FRIDAY, Dec. 4, 2020 — Alzheimer disease and related dementias (ADRDs) are associated with adverse financial events years prior to clinical diagnosis, according to a study published online Nov. 30 in JAMA Internal Medicine.
Lauren Hersch Nicholas, Ph.D., from Johns Hopkins University in Baltimore, and colleagues linked consumer credit report outcomes (1999 to 2018) to Medicare claims data for 81,364 Medicare beneficiaries living in single-person households to assess the frequency and extent of adverse financial events before and after an ADRD diagnosis.
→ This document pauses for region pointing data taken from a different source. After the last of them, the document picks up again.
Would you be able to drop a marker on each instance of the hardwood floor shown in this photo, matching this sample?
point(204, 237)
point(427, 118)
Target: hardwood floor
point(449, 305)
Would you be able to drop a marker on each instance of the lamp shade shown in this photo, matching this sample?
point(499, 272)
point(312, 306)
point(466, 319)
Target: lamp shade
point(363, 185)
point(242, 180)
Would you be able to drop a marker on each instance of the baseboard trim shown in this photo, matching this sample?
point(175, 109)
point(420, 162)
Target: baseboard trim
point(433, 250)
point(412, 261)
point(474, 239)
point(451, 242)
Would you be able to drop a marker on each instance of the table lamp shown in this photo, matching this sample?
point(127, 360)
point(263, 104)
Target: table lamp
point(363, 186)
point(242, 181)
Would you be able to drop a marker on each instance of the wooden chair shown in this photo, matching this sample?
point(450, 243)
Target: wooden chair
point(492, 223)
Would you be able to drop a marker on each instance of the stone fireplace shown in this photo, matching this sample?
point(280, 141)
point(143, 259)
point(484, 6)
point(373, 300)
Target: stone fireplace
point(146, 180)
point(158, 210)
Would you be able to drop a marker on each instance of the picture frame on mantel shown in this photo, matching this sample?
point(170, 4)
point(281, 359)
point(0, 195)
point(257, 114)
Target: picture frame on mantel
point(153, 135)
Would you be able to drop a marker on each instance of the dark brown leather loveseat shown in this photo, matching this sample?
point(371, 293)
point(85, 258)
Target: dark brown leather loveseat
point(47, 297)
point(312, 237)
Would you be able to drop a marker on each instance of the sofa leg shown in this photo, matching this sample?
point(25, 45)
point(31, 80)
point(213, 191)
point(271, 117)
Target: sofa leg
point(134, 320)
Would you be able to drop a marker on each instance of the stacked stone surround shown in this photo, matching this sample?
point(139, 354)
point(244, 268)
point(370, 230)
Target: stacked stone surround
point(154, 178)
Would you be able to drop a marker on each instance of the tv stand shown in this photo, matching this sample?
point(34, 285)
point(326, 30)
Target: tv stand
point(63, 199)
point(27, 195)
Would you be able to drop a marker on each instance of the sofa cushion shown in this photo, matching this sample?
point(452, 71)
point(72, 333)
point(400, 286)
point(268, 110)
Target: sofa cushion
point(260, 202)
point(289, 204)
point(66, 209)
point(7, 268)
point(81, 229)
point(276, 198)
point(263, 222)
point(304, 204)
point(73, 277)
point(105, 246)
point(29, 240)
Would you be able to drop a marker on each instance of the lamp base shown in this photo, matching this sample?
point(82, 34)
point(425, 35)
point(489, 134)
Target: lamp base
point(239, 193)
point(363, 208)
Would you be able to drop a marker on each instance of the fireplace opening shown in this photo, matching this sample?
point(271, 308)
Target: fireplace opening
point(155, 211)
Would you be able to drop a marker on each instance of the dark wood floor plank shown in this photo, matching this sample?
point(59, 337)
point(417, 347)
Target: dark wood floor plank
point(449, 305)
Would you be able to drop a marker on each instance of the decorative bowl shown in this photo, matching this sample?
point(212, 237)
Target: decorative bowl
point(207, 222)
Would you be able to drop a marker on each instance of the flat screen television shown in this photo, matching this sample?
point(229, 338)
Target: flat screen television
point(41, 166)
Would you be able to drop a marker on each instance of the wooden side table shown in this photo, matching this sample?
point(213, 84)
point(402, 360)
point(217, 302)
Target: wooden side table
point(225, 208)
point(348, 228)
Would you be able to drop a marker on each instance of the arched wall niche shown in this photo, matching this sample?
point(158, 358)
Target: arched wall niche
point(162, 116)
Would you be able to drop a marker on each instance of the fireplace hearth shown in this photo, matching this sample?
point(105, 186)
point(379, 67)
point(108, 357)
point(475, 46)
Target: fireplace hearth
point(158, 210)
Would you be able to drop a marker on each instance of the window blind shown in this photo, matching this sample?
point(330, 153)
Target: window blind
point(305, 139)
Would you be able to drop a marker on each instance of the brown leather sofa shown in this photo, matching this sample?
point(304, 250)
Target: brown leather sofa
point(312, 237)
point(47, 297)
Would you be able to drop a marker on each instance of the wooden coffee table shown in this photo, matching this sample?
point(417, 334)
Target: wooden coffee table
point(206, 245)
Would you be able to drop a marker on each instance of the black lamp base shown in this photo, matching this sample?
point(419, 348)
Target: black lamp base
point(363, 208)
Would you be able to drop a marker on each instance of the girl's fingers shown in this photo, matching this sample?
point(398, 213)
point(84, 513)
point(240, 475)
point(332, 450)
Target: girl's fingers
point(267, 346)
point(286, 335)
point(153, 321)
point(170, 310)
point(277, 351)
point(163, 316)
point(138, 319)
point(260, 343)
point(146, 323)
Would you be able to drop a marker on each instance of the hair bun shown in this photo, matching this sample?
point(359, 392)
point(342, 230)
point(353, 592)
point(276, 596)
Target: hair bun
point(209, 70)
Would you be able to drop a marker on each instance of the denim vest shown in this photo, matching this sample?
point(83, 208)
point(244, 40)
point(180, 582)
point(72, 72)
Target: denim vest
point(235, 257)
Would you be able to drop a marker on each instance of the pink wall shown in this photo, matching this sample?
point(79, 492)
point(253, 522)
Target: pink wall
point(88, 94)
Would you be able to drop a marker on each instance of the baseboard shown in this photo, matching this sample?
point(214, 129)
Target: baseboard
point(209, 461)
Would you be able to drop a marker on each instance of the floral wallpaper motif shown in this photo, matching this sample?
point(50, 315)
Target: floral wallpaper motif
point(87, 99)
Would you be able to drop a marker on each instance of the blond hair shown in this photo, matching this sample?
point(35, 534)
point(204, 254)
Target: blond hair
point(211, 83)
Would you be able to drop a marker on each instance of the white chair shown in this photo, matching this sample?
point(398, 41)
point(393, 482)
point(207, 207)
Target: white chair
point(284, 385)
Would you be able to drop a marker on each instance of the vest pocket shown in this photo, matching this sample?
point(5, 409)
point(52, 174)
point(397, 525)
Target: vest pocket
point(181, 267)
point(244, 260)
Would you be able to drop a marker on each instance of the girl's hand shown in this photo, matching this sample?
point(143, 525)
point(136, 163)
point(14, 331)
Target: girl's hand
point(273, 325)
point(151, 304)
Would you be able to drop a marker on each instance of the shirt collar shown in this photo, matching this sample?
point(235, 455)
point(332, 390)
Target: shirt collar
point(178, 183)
The researchers found that single Medicare beneficiaries diagnosed with ADRD were more likely to miss payments on credit accounts as early as six years prior to diagnosis versus demographically similar beneficiaries without ADRD (absolute difference, 0.4 percentage points [pp]) and were more likely to develop subprime credit scores 2.5 years prior to diagnosis (absolute difference, 0.38 pp). Patients with ADRD remained more likely to miss payments than similar beneficiaries who did not develop ADRD by the quarter after diagnosis (absolute difference, 1.0 pp) and to have subprime credit scores than those without ADRD (absolute difference, 0.70 pp). Among patients with ADRD in lower-education census tracts, adverse financial events were more common. These patterns of adverse financial events associated with ADRD were unique compared with other medical conditions (e.g., glaucoma, hip fracture).
“Even without effective medical treatments, earlier detection of cognitive impairment might help protect older adults and their families from adverse financial outcomes,” the authors write.